- Decades:: 1990s; 2000s; 2010s; 2020s;
- See also:: Other events of 2017 List of years in Cameroon

= 2017 in Cameroon =

This article lists events from the year 2017 in Cameroon.

==Incumbents==
- President: Paul Biya
- Prime Minister: Philémon Yang

==Events==

- 22 September -
  - Cameroonian security forces open fire on Anglophone protesters, killing at least five people.
  - In Ekok, around 700 protesters attack police stations and raise the Ambazonian flag.
- 1 October –The Ambazonian separatist movement unilaterally declares the independence of Ambazonia.
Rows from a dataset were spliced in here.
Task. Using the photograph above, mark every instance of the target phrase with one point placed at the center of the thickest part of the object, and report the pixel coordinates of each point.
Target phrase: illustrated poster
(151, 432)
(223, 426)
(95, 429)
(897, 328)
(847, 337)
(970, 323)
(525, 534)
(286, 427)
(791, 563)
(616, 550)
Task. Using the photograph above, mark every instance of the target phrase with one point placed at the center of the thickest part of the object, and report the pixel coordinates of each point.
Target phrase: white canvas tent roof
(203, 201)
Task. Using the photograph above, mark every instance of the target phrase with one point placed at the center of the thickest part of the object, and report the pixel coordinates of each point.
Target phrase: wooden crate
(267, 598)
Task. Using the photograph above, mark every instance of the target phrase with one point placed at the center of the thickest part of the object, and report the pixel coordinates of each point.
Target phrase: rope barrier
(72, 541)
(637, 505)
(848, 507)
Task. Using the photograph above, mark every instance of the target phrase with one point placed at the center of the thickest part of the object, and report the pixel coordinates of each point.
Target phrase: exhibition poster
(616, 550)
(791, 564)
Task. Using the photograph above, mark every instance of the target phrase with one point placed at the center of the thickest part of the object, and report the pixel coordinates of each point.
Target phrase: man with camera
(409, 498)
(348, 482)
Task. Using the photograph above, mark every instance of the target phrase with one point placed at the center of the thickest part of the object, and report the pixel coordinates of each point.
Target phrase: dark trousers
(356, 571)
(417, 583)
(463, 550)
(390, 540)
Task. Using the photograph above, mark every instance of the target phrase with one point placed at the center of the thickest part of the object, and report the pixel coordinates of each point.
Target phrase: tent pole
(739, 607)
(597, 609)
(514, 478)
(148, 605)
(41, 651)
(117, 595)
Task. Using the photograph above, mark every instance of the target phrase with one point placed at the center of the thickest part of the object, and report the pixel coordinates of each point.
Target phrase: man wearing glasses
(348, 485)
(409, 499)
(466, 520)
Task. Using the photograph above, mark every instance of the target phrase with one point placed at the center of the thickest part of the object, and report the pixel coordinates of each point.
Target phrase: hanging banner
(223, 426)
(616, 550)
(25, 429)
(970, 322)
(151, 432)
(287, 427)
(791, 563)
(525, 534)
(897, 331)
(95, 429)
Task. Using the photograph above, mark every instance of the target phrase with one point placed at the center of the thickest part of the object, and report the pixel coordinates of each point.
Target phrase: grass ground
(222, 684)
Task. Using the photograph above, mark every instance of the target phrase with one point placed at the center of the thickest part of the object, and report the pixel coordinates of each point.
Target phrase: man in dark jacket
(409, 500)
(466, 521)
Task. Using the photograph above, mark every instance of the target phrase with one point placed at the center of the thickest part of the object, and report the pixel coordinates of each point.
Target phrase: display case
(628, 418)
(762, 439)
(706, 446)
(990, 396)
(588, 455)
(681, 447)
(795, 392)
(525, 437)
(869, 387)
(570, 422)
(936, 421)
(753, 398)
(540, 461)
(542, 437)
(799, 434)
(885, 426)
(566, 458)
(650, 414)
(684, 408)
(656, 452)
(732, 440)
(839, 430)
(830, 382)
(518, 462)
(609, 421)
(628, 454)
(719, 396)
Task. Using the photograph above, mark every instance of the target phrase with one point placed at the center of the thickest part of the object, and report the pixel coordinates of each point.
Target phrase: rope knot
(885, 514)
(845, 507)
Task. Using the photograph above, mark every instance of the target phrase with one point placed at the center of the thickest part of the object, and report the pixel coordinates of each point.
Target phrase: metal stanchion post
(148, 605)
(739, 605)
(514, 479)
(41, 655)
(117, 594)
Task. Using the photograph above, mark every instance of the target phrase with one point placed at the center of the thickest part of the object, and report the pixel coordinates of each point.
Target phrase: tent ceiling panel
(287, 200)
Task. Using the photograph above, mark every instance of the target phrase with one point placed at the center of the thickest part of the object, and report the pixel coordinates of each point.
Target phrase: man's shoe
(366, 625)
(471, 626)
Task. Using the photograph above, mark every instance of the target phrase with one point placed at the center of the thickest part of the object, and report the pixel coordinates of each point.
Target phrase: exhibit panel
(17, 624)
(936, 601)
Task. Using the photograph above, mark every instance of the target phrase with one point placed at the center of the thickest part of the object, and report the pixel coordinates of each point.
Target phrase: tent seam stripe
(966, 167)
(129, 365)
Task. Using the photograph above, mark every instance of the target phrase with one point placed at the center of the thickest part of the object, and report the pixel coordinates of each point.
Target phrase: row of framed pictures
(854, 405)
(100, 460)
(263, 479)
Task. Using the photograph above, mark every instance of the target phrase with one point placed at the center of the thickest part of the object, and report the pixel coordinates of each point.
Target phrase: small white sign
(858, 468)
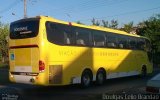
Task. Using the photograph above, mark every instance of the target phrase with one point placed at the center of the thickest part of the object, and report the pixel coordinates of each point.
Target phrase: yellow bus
(47, 51)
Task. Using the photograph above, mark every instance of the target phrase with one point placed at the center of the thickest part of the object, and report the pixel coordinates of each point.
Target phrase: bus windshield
(24, 29)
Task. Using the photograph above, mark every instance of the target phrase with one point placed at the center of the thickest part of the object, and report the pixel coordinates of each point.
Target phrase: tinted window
(98, 39)
(122, 42)
(55, 33)
(82, 37)
(111, 40)
(132, 43)
(24, 29)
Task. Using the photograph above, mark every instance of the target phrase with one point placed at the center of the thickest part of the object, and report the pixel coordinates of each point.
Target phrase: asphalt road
(128, 85)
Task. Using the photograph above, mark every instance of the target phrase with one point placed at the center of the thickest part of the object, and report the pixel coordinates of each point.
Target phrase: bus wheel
(86, 78)
(144, 71)
(100, 77)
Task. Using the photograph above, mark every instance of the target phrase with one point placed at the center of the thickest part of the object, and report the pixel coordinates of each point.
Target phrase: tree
(151, 28)
(4, 32)
(113, 24)
(128, 27)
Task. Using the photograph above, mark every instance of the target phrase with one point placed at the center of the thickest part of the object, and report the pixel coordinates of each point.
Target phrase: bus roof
(100, 28)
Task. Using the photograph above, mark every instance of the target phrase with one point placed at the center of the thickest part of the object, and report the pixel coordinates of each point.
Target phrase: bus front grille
(55, 74)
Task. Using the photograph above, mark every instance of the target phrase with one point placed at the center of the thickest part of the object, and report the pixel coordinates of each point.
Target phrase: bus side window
(98, 39)
(111, 41)
(69, 36)
(55, 33)
(148, 45)
(132, 43)
(141, 44)
(82, 37)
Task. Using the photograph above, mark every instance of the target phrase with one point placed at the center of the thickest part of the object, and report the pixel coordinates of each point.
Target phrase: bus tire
(86, 78)
(144, 71)
(100, 77)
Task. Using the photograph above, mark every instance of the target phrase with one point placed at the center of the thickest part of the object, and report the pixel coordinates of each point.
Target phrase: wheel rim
(86, 80)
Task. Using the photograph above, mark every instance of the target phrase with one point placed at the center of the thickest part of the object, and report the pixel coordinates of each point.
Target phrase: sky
(84, 11)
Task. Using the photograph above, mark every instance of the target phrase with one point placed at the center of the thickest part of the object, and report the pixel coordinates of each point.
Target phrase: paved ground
(122, 86)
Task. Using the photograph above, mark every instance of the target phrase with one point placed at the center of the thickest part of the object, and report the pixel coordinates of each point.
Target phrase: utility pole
(25, 8)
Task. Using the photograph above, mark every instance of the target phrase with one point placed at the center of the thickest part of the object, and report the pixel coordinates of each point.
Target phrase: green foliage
(151, 29)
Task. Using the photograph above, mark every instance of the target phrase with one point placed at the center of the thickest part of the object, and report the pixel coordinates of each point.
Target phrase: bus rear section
(24, 53)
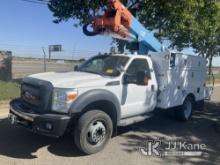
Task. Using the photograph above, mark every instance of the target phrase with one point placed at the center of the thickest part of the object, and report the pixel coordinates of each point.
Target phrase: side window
(138, 65)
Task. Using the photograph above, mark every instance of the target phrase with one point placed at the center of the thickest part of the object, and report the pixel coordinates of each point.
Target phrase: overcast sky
(27, 27)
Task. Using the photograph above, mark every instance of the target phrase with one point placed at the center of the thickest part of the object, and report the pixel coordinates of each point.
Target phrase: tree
(186, 23)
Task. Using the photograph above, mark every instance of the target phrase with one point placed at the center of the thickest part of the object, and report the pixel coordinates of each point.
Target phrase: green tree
(186, 23)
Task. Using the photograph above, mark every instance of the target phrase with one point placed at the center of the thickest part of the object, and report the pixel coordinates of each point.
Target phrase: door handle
(152, 87)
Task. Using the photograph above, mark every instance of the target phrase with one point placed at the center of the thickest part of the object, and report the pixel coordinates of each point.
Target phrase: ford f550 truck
(108, 91)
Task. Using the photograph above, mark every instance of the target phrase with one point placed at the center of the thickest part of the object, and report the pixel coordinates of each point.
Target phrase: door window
(138, 65)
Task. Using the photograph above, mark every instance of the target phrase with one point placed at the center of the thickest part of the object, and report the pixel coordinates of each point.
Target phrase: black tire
(94, 123)
(184, 112)
(200, 105)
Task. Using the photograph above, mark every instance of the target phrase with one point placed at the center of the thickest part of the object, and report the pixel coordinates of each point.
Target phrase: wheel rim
(187, 109)
(96, 133)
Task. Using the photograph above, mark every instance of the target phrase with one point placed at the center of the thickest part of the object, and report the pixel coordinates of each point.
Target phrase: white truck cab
(109, 91)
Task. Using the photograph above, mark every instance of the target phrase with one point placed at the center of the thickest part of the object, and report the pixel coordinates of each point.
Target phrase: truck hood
(71, 79)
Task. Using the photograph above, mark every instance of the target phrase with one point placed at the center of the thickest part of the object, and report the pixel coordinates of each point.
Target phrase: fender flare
(92, 96)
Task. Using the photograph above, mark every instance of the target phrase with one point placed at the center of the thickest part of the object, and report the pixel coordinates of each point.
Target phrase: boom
(118, 22)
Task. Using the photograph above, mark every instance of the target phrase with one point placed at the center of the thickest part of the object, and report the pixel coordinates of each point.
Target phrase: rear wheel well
(190, 95)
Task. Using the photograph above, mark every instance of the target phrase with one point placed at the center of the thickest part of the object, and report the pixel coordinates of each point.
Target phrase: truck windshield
(106, 65)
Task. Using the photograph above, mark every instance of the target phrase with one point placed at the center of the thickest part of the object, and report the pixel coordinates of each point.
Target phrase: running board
(132, 120)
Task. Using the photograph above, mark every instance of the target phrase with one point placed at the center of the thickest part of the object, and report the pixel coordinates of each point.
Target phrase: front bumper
(46, 124)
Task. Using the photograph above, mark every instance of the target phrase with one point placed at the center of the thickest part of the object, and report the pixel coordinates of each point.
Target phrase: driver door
(137, 99)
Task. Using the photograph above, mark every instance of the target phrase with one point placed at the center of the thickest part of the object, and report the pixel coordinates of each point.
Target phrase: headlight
(62, 99)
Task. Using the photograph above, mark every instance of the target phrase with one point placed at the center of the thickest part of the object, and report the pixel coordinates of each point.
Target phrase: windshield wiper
(92, 72)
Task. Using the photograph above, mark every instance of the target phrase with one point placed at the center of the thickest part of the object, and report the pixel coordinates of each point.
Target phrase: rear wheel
(184, 112)
(93, 131)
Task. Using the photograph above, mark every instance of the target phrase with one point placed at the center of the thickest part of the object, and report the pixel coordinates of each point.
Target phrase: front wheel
(93, 131)
(184, 112)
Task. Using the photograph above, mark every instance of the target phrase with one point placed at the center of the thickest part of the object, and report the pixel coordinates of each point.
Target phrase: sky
(27, 27)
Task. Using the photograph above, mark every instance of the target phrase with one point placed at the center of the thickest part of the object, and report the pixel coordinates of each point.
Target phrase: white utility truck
(107, 91)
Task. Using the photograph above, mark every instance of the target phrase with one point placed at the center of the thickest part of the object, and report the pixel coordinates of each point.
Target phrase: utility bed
(178, 75)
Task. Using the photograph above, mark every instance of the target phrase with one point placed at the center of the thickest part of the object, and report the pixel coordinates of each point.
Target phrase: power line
(40, 2)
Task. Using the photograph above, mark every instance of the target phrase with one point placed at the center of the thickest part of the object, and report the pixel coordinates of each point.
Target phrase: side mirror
(142, 78)
(76, 68)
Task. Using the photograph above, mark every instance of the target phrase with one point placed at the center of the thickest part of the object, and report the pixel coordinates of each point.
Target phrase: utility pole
(45, 68)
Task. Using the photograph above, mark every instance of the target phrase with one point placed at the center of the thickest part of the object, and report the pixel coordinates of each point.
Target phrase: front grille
(36, 94)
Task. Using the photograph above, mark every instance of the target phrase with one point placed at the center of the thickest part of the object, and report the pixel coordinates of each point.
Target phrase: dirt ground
(18, 146)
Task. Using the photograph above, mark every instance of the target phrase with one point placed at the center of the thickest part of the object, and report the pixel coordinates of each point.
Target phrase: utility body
(108, 91)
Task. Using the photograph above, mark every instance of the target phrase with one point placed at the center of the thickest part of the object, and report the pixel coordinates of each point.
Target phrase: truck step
(132, 120)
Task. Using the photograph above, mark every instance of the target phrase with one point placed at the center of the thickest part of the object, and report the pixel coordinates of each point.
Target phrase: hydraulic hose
(90, 33)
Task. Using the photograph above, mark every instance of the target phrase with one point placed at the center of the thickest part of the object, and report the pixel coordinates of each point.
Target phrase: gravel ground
(18, 146)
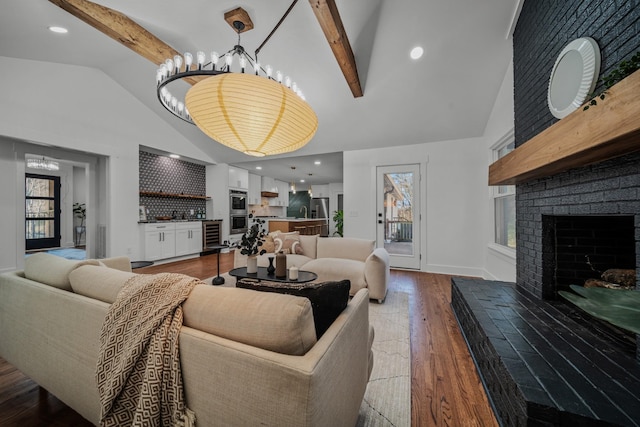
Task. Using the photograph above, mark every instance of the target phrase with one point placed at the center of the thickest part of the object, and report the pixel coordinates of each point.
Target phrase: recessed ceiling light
(59, 30)
(416, 52)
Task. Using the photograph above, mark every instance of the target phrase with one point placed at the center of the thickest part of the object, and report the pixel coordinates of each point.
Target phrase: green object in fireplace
(619, 307)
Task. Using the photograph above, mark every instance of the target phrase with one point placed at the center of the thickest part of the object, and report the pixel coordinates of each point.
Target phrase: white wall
(80, 109)
(451, 190)
(457, 210)
(500, 263)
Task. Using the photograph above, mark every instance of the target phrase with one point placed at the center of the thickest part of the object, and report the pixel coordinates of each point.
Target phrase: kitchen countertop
(153, 221)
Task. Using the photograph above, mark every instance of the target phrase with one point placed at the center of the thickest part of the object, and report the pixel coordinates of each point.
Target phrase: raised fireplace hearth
(539, 366)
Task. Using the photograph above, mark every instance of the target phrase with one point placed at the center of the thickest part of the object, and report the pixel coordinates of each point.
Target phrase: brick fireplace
(542, 361)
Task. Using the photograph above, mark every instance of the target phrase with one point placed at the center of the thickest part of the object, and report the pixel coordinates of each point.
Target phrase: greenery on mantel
(617, 306)
(624, 69)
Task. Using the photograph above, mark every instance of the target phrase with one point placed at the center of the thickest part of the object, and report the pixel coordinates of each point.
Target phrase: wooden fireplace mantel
(605, 131)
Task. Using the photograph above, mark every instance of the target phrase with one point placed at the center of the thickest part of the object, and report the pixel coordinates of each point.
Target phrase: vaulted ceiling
(445, 95)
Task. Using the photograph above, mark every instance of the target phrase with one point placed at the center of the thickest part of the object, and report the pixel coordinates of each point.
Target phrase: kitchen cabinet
(159, 241)
(238, 178)
(283, 193)
(320, 190)
(282, 188)
(255, 187)
(188, 238)
(269, 184)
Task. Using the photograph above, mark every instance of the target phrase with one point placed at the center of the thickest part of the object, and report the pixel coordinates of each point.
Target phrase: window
(504, 198)
(42, 211)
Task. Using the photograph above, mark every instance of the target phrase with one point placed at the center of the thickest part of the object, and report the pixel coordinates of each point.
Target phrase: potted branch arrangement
(251, 244)
(338, 218)
(80, 212)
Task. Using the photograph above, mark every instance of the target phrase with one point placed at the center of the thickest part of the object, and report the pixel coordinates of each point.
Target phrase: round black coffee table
(303, 276)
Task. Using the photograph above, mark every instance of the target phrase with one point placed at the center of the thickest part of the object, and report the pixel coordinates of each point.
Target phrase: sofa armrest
(376, 273)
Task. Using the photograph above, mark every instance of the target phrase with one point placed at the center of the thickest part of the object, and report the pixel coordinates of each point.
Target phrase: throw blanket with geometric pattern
(138, 372)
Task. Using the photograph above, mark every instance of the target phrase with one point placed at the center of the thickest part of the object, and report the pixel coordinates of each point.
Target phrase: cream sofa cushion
(280, 323)
(333, 269)
(120, 263)
(52, 270)
(345, 248)
(101, 283)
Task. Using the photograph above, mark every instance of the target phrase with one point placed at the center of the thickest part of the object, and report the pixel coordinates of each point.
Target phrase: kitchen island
(303, 225)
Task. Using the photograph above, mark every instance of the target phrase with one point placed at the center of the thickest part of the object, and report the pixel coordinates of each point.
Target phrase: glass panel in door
(399, 213)
(42, 211)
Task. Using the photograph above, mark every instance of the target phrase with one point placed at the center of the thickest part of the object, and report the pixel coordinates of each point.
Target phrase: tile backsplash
(171, 176)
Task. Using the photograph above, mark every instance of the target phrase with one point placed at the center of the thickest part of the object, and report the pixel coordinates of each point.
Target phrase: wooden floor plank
(445, 387)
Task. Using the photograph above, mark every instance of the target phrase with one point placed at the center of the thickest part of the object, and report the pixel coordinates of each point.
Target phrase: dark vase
(271, 269)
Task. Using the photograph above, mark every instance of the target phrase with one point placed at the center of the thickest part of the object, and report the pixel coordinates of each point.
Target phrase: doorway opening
(398, 216)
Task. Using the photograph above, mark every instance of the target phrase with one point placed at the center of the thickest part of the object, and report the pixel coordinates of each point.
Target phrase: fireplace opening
(585, 249)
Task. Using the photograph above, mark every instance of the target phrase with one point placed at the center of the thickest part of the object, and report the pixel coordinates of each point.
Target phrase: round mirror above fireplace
(574, 76)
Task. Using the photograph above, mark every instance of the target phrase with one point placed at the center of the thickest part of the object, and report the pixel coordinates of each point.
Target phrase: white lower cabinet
(159, 241)
(168, 240)
(188, 238)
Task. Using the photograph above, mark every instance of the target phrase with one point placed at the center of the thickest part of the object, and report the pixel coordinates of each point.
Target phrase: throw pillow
(328, 299)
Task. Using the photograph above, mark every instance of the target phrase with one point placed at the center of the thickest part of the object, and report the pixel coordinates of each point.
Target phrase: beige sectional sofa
(247, 357)
(336, 258)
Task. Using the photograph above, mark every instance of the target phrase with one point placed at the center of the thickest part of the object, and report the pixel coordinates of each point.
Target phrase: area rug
(387, 401)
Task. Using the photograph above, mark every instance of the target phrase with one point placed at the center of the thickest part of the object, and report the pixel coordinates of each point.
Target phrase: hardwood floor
(445, 387)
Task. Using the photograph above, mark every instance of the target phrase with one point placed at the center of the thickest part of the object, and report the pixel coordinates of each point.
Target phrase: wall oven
(239, 224)
(238, 202)
(239, 217)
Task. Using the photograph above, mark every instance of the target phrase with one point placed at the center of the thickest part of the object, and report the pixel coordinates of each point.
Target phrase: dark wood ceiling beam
(328, 16)
(122, 29)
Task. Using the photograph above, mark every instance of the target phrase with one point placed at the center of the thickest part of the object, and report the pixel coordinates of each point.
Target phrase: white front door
(398, 214)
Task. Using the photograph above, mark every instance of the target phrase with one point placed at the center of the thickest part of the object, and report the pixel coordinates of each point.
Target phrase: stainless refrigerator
(320, 210)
Tens of thousands protest; with at least 20 demonstrators killed by security forces in Buea and Bamenda.
- 8 November – The Ambazonia Defence Forces kill two or three gendarmes in Bamenda in a significant escalation of violence. The attack is condemned by the Interim Government of Ambazonia.
- 4 December – The Cameroonian government officially declares war on the Ambazonia separatists, calling them "terrorists who seek secession", marking a formal military response to the uprising.
- 14 December –
  - An elite Cameroonian army unit launches an operation to retake separatist-controlled villages.
  - Soldiers fire indiscriminately at civilians in Bodam, execute an elderly man, and burn several houses.

==Deaths==
- 8 January - Zacharie Noah, footballer (b. 1937).